The following popular stories surrounding Lee and the stocking frame are rejected by modern scholarship. Lee was a curate at Calverton when he is said to have developed the machine because a woman whom he was courting showed more interest in knitting than in him (or alternatively that his wife was a very slow knitter). His first machine produced a coarse wool, for stockings. Refused a patent by Queen Elizabeth I, he built an improved machine that increased the number of needles per inch from 8 to 20 and produced a silk of finer texture, but the queen again denied him a patent because of her concern for the employment security of the kingdom's many hand knitters whose livelihood might be threatened by such mechanization. The queen said to Lee: "Thou aimest high, Master Lee. Consider thou what the invention could do to my poor subjects. It would assuredly bring to them ruin by depriving them of employment, thus making them beggars." Supposedly, the Queen’s concern was a manifestation of the hosiers’ guilds' fear that the invention would make the skills of its artisan members obsolete. This alleged account of events does not appear until the 19th century and, as such, is dismissed by modern historians.

He entered into a partnership agreement with one George Brooke on 6 June 1600, but the unfortunate Brooks was arrested on a charge of treason and executed in 1603. Eventually, he moved to France with his brother James, taking 9 workmen and 9 frames. He found better support from the Huguenot Henry IV of France, who granted him a patent. Lee began stocking manufacture in Rouen, France, and prospered until, shortly before Henry's assassination in 1610, he signed a contract with Pierre de Caux to provide knitting machines for the manufacture of silk and wool stockings in 1614 and that is his last known record.

After Lee's death, his workers and probably his brother James returned to England and disposed of most of the frames in London before moving to Thoroton, near Nottingham where Lee's apprentice John Aston (or Ashton), a miller, had continued to work on the frame and produced a number of improvements. This led to the establishment of two knitting centres, one in London and one in Nottingham. During the 18th century Leicester vied with Nottingham for leadership of the industry in the English East Midlands.
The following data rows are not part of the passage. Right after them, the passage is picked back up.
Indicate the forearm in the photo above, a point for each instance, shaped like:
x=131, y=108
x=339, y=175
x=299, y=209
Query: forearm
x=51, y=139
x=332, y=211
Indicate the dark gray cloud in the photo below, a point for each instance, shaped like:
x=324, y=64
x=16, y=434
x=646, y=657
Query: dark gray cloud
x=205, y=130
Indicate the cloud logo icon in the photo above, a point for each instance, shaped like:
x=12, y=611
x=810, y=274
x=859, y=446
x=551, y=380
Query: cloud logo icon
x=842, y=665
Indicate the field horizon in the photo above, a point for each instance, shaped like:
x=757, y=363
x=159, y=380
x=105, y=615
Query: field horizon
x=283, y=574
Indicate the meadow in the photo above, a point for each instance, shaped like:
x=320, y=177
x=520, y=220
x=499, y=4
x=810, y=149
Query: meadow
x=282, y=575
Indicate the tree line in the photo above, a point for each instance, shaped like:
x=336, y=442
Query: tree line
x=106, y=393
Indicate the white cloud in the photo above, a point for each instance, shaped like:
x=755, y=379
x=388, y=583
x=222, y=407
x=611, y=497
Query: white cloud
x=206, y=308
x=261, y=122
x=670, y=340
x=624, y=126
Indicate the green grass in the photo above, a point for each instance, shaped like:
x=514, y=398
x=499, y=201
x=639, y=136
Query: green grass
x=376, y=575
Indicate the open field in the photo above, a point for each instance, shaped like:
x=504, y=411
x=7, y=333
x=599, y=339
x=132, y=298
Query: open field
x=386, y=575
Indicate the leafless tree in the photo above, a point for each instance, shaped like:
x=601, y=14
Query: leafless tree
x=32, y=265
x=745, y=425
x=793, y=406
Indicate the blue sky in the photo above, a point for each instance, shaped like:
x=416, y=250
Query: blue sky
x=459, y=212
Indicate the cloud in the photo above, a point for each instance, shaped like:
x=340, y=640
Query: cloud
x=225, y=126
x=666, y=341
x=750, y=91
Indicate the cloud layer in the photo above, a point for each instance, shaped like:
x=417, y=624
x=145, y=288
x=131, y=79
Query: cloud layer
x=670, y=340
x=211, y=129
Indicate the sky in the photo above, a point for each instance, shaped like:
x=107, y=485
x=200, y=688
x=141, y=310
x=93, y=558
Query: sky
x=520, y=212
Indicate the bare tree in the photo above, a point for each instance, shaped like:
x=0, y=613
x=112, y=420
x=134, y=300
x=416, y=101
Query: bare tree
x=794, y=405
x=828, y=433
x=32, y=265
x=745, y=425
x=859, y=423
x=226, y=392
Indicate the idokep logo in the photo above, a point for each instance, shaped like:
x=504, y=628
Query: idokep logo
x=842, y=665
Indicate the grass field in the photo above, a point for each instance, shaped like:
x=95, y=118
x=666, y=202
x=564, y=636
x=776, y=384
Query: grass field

Although the industry took nearly a century to develop in wool, silk and lace, the machinery that he developed remained the backbone for far longer and this is reflected in his appearance in the coat of arms of The Worshipful Company of Framework Knitters. The quatercentenary of the invention was celebrated in 1989 with the publication Four Centuries of Machine Knitting: Commemorating William Lee's Invention of the Stocking Frame in 1589, a book of historical studies on the evolution of knitting technologies and the history of the knitting economy.